# So my coffee journey begins



## Soll (Nov 10, 2013)

It started with having a double espresso at The Grind, Stratford and I was hooked and a little obsessed, with achieving the same results at home. So it brought me here to the coffee forum UK and within a short space of time I now have sitting in my Kitchen a La Pavoni Europiccola and Mazzer Super jolly, well they're actually next to the kettle and the Kenwood food mixer much to the annoyance of my better half, who to be honest, has been quite sympathetic with my coffee obsession but I've promised to rejig a little to make it look a bit more kitchen friendly.

So now I have brought home some of Rave's Italian Job espresso itching to get going, but before I begin I wanted ask some you leaver lovers how fine to go on the Mazzer ? Is it all the way, nearly all the way ? I've already been told the tamping has to be light but the grind fine, but how fine to go....


----------



## iroko (Nov 9, 2012)

Nice set up, I don't know how fine to go on the mazzer, all I can say is grind fine and tamp light, you'll just have to mess around a bit, to get the grind

right.


----------



## GS11 (Feb 20, 2013)

Soll said:


> So now I have brought home some of Rave's Italian Job espresso itching to get going


nothing stopping you using your beans straight away but ideally you want to be resting rave beans for 10 days+ after roasting date to allow them to de-gass.


----------



## urbanbumpkin (Jan 30, 2013)

Tried Italian Job recently, really enjoyed it.

Ok it's not the most complex bean but I thought it was good made with an espresso machine and the Moka pot. Great value buying it by the Kilo.

I did find grinding it finer got better results with a light tamp.


----------



## Soll (Nov 10, 2013)

Hi Urban what leaver do you have ?


----------



## Mrboots2u (May 10, 2013)

Hi Soll

i have a L1 ( a lever but different you yours ) , with a lever i would grind finer and tamp lighter , how much will depend the extraction you are trying to get and the taste - restretto etc ) .

Start by making sure you dose the same each time, 14-15 g for your type i lever i think &#8230;.. ( use jewellers scales ).

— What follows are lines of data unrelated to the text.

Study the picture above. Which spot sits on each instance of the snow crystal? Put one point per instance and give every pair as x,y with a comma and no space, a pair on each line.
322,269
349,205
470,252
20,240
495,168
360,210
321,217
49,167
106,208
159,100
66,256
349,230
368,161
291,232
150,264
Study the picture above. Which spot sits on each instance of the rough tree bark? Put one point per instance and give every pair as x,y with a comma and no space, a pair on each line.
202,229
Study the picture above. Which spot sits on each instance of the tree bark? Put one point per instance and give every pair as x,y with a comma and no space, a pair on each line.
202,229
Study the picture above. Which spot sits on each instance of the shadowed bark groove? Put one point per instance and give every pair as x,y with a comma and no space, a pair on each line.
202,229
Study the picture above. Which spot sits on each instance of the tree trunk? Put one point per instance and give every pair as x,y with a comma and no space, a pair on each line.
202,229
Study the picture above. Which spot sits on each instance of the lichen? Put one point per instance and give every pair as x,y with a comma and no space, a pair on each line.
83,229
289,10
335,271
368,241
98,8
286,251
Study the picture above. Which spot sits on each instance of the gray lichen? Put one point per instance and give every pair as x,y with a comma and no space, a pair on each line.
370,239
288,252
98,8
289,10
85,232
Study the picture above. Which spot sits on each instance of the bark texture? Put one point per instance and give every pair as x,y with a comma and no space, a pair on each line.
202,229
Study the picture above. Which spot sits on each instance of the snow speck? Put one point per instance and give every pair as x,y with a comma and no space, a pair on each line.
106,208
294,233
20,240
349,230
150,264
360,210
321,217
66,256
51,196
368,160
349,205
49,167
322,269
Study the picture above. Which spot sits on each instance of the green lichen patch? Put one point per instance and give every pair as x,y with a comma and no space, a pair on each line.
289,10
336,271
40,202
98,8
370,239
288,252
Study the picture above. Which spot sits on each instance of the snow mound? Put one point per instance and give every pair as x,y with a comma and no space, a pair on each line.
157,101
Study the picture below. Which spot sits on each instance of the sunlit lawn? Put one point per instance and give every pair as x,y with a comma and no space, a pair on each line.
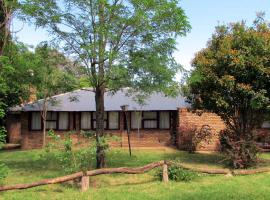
26,166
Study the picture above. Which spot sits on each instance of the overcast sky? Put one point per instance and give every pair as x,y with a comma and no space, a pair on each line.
203,15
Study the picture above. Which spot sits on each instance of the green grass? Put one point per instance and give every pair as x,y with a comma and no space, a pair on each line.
26,166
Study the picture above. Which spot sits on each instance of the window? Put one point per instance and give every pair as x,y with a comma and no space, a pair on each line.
164,120
266,124
150,120
63,123
113,120
105,120
136,120
86,120
51,120
35,121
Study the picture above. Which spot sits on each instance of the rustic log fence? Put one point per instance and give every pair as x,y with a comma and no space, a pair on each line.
84,176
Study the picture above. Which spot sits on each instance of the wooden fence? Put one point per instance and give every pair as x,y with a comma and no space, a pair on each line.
84,176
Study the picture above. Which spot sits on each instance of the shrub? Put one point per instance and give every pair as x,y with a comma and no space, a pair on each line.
240,151
193,137
70,159
176,173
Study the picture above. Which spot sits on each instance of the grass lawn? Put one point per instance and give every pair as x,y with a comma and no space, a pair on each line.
26,167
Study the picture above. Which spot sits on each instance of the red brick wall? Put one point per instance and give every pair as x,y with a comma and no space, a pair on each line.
187,118
13,126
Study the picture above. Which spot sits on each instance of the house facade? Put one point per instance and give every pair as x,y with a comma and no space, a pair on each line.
156,122
152,123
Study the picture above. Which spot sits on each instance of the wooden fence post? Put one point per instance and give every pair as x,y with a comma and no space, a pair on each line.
84,183
165,177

Levers respond better to having a finer grind , which in turn means taming less hard than you would with a pump machine ( normally referred to as 30lbs )

Coffechap he be the lever legend, and can give you more specific advise for your machine re dose and output to aim for and how many pulls of the lever etc.

Mr Chap? Advise?


----------



## Soll (Nov 10, 2013)

Finally got to use my La Pavoni and wasn't expecting any drinkable espresso to begin with, just want to play around and get a feel if her. First shot, way too quick and hardly any pressure on the leaver so I set the mazzer to 9 and that was too fine and I couldn't budge the leaver at all.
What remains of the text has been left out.